NEW YORK (Reuters) - If General Motors Corp files for bankruptcy, as widely expected, its healthy assets will be quickly sold to a new company owned by the U.S. government, a source familiar with the situation said on Tuesday.
The source, who was not cleared to speak with the media and would not be identified, said the U.S. government would pay for the assets by assuming the automaker’s $6 billion of secured debt and forgiving the bulk of the $15.4 billion of emergency loans that the U.S. Treasury has provided to GM.
The government is negotiating the terms on which it will assume GM’s secured debt and might make an the offer to holders of the debt that is far superior to the one made to Chrysler LLC’s secured lenders, the source said.
Chrysler filed for bankruptcy in April and has proposed paying its secured lenders about 28 cents on the dollar.
The new GM is likely to distribute stock in the company to GM’s unions in return for concessions on wages and benefits, the source said.
The percentage of stock given to the unions, bondholders and other creditors whose debt is not repaid by new GM has not been determined, the source said.
In addition, the government would extend a credit line to the new company, the source said.
The remaining assets of GM would stay in bankruptcy protection to satisfy other outstanding claims.
The government has given GM until June 1 to restructure its operations to lower its debt burden and employee costs as sales have plummeted in recent years.
GM will likely take on some of the operations of its bankrupt supplier Delphi Corp to make sure it gets needed auto parts throughout its reorganization, according to the source.
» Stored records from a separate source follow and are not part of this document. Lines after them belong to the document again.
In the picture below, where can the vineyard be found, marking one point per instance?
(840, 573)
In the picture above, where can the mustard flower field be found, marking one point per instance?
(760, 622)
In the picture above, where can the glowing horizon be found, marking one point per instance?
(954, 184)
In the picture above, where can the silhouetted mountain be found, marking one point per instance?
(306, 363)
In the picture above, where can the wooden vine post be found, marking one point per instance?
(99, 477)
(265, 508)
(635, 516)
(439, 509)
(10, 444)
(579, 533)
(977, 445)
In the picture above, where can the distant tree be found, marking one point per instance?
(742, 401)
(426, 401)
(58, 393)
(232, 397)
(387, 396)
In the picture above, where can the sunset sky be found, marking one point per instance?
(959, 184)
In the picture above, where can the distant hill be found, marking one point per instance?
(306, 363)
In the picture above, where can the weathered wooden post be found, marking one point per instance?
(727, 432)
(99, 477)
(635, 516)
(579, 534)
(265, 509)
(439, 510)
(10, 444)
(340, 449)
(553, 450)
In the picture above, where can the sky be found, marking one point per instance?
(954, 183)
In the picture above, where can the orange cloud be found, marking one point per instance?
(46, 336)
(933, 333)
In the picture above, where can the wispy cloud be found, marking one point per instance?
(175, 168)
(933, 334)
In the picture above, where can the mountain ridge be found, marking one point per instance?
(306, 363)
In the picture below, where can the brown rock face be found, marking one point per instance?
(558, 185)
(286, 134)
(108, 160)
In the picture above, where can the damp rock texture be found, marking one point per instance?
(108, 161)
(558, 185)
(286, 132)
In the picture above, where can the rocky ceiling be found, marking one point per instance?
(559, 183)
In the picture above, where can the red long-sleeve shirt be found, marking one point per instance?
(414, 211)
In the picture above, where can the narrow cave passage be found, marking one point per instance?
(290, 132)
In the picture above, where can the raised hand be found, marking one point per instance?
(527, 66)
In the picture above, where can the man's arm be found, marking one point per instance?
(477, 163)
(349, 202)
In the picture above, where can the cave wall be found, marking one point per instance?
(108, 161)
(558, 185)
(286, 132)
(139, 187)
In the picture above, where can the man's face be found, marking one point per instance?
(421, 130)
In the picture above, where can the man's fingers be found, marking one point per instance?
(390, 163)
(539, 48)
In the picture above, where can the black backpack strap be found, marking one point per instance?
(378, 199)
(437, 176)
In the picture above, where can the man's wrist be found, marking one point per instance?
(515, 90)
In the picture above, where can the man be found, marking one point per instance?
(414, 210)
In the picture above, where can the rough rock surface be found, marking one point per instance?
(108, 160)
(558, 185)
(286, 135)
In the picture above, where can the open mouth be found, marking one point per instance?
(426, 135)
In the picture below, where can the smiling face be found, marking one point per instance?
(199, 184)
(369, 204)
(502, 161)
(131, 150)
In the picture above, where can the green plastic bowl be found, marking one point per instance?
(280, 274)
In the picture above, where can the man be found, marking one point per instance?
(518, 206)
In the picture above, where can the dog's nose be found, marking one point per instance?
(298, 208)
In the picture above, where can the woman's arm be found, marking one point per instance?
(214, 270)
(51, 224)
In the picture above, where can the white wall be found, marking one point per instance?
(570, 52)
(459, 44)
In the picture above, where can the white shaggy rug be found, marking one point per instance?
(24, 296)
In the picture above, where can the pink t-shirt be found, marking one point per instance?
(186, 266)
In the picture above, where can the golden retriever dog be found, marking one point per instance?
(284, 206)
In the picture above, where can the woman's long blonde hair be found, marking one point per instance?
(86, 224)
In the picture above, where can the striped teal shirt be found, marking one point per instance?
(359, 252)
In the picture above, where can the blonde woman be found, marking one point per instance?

The company is currently negotiating terms with Delphi’s estate, the source said.
Delphi, a former unit of GM, has been operating in bankruptcy since 2005.
The board of the new company would be established with the tacit approval of the government. Fritz Henderson, who took the helm of GM earlier this year after the government pushed out Rick Wagoner, will head the new company, the source said.
Setting up a new company to buy the healthy assets is aimed bringing operations out of bankruptcy as quickly as possible. GM is concerned that consumers might not be willing to make a major purchase from a bankrupt company, fearing it would not honor warranties or provide service.
Chrysler is employing a similar strategy in its bankruptcy. The smaller automaker is selling its operations to a group that will be managed by Italian automaker Fiat and wants to have the strongest operations out of bankruptcy in 60 days.
Chrysler’s proposed sale ran into initial opposition from holders of the company’s secured debt, and GM may face similar issues.
Investors who hold GM’s senior secured debt said they are not aware of any negotiations and that they would oppose having the debt move with the healthy assets.
“If that’s right, they will be in for a fight,” said one investor, who declined to be identified.
The investors said GM could not force the transfer of the secured debt without the agreement of all the holders of that debt.
The investors also opposed giving bondholders anything without first paying in full the claims of senior secured lenders, who have higher priority in bankruptcy.
GM could not be immediately reached for comment.
GM shares closed up about 8 percent at $1.27.